I can always talk to people in a defined role. Because then I am playing a part myself. On the field with the children I am happy and patient. In the staffroom at break I usually just smile and nod and wonder how 15 minutes feels so long.

Again, short phone convos I can manage. When I say sometimes I feel like Tiger I am not suggesting for a moment I have real communication difficulties. Just that many times I think either conversations have been too short and I've been too abrupt. Or that they've gone on for far too long and I've run out of things to say. Or (frankly) I'm just tired of them and want to go.

This hasn't happened with a Cellar member. But yes, a little part of me fears meeting Dwellars in real life knowing I can't just log out. I felt I was really lucky with the two UK Dwellars I met in Jan. Hence our repeat meet up this December.
I'm exactly the same. Like Bri (was it Bri?) was saying, I find people exhausting. And like you, I can manage fine if I have a defined role. But to spend long stretches of time with? There's a very small number of people I can do that with comfortably.

I find people a little overwhelming face to face sometimes. In a group I will often find myself smiling along without actually knowing what's just been said. Or the things I do say feel/seem clumsy, or nerdy (:p), which is ok with my closests because they (incl. you) are on a similar wavelength. But with others I feel like an alien who's just arrived on someone else's planet.

On a bad day. On a good day I can command a room. On a bad day I'm likely to trip over a chair and slam my knee on the way into the room and attempts at off the cuff comments flounder as my voice comes out a croak, or I mangle a word. On a really bad day.

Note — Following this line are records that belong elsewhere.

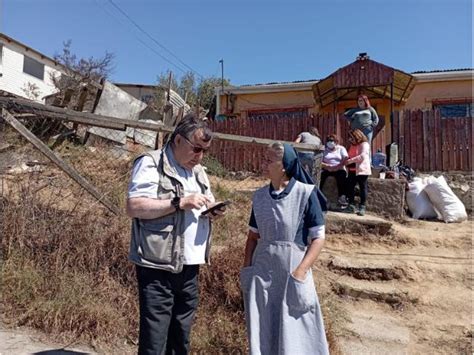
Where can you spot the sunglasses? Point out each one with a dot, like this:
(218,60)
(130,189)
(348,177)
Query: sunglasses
(196,149)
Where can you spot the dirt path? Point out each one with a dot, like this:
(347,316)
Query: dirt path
(407,292)
(22,342)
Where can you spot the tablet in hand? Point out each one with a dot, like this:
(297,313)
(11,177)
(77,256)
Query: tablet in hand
(216,207)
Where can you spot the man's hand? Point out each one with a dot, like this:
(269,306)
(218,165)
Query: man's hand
(299,274)
(216,214)
(194,201)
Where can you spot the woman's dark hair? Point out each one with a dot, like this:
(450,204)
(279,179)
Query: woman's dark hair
(358,136)
(332,137)
(314,131)
(366,100)
(190,124)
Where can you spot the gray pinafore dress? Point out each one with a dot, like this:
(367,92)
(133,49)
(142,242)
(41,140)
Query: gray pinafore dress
(283,315)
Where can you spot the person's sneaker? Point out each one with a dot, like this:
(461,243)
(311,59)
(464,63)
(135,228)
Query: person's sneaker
(343,201)
(349,209)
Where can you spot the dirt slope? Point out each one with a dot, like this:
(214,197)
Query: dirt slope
(406,292)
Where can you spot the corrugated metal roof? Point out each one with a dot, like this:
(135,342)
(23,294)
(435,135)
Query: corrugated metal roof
(440,70)
(312,80)
(280,83)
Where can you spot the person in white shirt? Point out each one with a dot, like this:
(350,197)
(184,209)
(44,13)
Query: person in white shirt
(168,191)
(334,157)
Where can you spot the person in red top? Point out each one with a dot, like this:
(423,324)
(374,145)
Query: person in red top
(358,166)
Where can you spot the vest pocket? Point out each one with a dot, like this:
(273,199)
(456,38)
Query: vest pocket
(157,242)
(246,274)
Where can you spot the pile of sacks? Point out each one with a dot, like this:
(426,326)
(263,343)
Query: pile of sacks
(431,197)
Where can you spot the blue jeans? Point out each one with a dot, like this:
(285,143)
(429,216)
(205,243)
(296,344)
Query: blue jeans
(369,132)
(306,159)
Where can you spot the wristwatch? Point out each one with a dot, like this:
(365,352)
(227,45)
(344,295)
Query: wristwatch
(175,202)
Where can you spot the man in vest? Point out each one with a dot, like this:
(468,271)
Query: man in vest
(168,191)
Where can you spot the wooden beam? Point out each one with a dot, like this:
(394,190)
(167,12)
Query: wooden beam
(35,114)
(43,148)
(120,123)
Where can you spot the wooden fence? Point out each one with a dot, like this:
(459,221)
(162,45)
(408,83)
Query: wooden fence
(240,156)
(426,141)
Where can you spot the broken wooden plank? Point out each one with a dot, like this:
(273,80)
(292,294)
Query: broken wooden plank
(119,123)
(43,148)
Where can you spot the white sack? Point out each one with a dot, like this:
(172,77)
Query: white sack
(418,201)
(445,202)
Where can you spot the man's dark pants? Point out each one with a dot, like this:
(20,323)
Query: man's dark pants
(167,305)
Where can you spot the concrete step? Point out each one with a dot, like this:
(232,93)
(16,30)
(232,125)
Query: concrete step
(349,223)
(375,291)
(365,269)
(375,333)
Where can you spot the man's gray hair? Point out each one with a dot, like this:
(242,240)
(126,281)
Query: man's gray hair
(278,148)
(190,124)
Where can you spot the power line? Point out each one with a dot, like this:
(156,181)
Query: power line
(143,42)
(152,38)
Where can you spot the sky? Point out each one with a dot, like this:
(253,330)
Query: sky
(260,41)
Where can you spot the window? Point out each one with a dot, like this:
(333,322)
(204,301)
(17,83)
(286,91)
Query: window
(33,67)
(148,98)
(449,110)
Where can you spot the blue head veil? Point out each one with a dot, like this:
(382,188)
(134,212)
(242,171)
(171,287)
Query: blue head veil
(293,169)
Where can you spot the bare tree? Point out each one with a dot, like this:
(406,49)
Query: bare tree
(80,74)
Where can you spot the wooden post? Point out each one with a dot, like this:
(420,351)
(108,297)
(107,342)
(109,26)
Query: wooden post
(43,148)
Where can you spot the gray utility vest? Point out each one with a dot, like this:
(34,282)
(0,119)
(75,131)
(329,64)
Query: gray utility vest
(159,243)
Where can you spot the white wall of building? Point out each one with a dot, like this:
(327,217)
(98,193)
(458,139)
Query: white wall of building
(15,81)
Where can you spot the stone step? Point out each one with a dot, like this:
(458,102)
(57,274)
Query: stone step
(375,333)
(366,269)
(375,291)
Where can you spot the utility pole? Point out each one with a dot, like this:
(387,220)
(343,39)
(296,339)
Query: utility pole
(222,75)
(222,84)
(168,96)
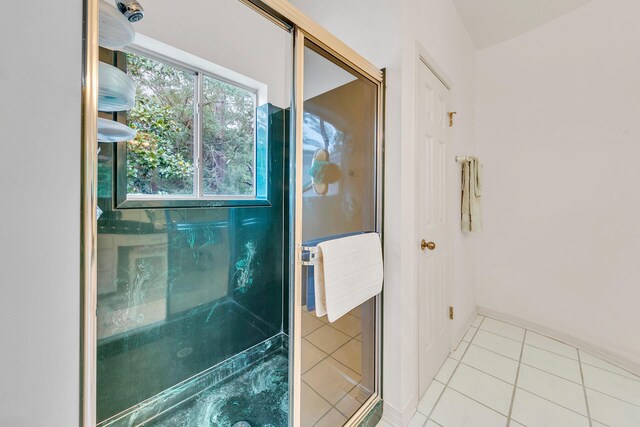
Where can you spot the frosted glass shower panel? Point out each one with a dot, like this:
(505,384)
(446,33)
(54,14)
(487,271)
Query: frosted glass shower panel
(191,297)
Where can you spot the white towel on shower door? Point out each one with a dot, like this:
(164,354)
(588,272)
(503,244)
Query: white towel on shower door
(349,272)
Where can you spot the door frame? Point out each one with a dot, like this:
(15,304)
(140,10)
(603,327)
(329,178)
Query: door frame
(423,58)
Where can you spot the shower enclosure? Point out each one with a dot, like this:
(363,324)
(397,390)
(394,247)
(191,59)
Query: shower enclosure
(257,134)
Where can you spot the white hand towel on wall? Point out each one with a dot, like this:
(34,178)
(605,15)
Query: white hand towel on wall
(349,272)
(471,195)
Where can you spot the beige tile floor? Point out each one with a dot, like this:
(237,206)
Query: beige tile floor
(503,375)
(331,369)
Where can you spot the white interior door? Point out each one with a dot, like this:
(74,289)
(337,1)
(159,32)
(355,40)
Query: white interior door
(433,223)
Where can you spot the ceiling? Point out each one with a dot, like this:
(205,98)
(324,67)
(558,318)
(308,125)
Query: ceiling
(493,21)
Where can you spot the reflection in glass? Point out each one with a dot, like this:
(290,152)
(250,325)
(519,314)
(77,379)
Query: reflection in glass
(339,142)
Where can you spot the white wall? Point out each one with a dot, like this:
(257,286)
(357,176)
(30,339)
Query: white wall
(40,78)
(559,133)
(386,34)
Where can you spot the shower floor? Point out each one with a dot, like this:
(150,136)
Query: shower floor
(258,396)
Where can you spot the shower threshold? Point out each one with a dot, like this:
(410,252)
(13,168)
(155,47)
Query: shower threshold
(250,387)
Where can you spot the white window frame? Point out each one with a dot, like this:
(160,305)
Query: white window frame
(156,50)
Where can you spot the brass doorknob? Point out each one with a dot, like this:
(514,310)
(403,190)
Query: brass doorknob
(427,245)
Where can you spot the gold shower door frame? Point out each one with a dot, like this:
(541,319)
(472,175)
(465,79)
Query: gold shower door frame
(284,14)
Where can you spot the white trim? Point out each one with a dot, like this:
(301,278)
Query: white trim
(143,44)
(432,64)
(568,339)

On a normal day, neither here nor there. I'll do absolutely fine at the time, but often by the timei'm halfway home from the meeting, or the class, or the party, I've managed to conduct a post mortem on my interaction that leaves me dying of embarrassment and I have to forcibly stop myself going back over it ad infinitum.

It's not because I live alone though. I don't think. I'm pretty sure I've always been this way. I've maybe got a little worse about it in some ways. But at the same time, it's since I've lived alone that I've chosen a life that puts me in regular contact with new people (through uni and council). So, I've got better at dealing with my own internal responses to socialising. I've got used to that sinking feeling that accompanies remembering. I'll come back from somewhere buzzed up, but it generally starts to twist as specific things come to mind. Stupid stuff. Was I laughing too raucously? Did I come across as humourless? Why did I say that? Why didn't I say that?

Blah, blah.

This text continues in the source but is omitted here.